Found this deal online. It appears this is available in all states and in stock at my local store. Pretty good price compared to competitors on the market.
I bought the dorf ren bath and sink mixers and shower mixers about a month ago.
They seem good.
Thanks OP! bought two. Cheers
I got these at $13 on their marked down table a few weeks ago.
Is dorf a good brand?
dorf = caroma
I'd say yes it's a good brand.
I'm pretty handy but the idea of swapping out a wall mixer scares me. Might need to check some youtube videos.
• To lay groundsheet throughout entire shower, if any rubble or debris finds it way down the drain
and causes a blockage the plumber will be held responsible
• To remove tiles by cutting INSIDE of the grout lines to minimize re-tiling on completion
• To jackhammer wall and remove existing breech/mixer set-up
• NOTE: Whilst we take the utmost care in jackhammering walls, unfortunately we cannot be responsible
for any possible patch works that may be encountered due to brittle walls and this may be charged
as extra in the unlikely event damage occurs.
• To supply and install new shower/bath mixer
• To re-cement wall in preparation for tiling
• On completion cover the area with plastic should the tenant/client wish to continue to use their shower
until tiling has been completed
• To test thoroughly and provide before and after photo’s
Daunting isn't it? It's definitely one of those jobs that tips on favour of getting someone in to do it (which you must do anyway as it's a plumber only job, at least in WA). I've done it in the UK and it's definitely not a small job and would require learning a lot of new skills for many people.
Stopped reading at "jackhammer"…
Thinking of getting one and doing some DIY? Have a look at DingoBlue's post above then read this https://gwa-prod-pxm-api.s3.amazonaws.com/pdf/15590_6482.04_...
Still thinking about DIY?
Thanks OP, got some.
Taps and spout in our en suite shower are on a wall that backs onto a built-in closet in a bedroom. Thus it was a no-brainer that access would be much easier from the non-shower side of the wall. Doing this meant that access to the shower's water pipes could be done with zero impact on both the grout and tiling of the shower and the waterproofing underneath the tiles.

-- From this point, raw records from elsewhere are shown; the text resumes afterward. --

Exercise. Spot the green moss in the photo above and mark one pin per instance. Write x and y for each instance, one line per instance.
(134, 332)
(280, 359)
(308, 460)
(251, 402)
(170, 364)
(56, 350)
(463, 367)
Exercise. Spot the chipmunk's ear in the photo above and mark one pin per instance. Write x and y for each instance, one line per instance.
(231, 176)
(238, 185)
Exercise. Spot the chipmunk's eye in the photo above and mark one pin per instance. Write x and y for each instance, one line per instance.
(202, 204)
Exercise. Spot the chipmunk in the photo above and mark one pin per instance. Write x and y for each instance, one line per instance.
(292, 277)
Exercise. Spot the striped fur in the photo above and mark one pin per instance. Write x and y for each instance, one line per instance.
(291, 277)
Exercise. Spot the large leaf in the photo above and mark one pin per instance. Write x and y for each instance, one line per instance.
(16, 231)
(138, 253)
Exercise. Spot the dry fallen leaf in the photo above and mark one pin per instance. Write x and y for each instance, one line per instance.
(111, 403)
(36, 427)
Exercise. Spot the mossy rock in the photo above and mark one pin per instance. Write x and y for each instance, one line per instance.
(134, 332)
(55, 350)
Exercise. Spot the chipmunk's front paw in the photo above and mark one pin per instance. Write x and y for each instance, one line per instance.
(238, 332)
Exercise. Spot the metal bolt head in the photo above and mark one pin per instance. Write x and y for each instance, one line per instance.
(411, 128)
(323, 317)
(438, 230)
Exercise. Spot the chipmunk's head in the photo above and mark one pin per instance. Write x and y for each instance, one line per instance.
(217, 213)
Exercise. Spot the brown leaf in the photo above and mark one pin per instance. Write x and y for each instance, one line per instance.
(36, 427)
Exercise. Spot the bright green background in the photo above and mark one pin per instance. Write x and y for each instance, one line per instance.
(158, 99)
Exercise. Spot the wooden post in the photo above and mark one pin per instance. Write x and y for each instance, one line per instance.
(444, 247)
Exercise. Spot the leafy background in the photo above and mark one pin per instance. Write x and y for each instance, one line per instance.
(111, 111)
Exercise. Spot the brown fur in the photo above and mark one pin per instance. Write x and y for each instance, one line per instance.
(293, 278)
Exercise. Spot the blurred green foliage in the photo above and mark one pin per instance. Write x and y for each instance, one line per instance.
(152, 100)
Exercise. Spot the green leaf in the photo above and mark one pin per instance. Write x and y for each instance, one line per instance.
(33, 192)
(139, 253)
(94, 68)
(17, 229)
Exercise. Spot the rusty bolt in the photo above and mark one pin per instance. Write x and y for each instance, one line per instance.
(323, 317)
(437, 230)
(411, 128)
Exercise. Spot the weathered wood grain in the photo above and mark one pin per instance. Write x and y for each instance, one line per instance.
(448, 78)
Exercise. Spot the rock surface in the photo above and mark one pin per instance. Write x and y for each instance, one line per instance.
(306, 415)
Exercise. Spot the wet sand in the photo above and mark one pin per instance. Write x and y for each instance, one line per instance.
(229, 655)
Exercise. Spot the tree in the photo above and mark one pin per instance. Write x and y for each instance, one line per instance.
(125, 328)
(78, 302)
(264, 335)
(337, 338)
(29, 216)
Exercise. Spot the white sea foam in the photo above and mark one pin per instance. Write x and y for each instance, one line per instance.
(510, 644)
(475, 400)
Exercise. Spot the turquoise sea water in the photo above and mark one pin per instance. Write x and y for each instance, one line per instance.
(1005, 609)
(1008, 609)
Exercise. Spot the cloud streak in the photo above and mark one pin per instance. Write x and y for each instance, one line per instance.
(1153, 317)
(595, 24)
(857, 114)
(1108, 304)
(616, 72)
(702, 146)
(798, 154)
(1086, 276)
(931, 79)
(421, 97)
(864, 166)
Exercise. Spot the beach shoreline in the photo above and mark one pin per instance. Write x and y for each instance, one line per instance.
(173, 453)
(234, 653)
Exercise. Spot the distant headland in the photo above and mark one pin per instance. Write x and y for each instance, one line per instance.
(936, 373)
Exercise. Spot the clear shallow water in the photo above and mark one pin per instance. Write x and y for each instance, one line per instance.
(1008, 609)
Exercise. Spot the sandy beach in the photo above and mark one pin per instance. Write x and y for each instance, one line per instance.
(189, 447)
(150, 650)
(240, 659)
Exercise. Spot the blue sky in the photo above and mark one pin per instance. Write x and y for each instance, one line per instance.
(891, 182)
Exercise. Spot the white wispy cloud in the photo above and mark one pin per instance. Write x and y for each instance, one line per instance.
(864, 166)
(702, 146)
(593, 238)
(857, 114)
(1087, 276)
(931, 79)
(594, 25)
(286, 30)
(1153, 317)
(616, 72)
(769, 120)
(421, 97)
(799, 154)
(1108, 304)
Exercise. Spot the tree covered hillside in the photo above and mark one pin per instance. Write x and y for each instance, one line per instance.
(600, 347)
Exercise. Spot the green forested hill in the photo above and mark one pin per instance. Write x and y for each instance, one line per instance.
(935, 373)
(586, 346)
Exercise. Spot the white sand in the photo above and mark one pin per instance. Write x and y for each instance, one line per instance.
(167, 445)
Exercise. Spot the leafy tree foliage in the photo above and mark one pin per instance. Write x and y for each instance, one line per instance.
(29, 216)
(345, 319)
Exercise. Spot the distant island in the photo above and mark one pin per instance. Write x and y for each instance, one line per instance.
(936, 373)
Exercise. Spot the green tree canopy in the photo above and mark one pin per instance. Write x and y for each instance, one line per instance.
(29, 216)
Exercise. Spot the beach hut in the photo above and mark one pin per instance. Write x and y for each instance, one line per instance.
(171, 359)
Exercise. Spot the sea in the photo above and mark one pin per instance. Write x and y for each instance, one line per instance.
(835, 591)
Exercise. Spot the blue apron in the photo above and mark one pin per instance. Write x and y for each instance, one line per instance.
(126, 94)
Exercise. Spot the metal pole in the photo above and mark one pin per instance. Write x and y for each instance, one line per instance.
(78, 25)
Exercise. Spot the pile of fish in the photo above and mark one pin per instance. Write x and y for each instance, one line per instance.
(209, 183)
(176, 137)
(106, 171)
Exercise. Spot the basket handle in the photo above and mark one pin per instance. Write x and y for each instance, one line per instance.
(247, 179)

Before cutting into the plasterboard at the back of the cupboard, I checked out options for panel access doors, because making my cuts to neatly install one of these made the clean up much simpler, given I would thus have to do zero patch-plastering, sanding and painting, and would have on-going access to these pipes.
However, if you take this option, make sure that you have a good seal where the mixer protrudes through the tiles and into the wall cavity, and open this panel every six months to check there is no sign of moisture penetration nor any mould within the wall cavity.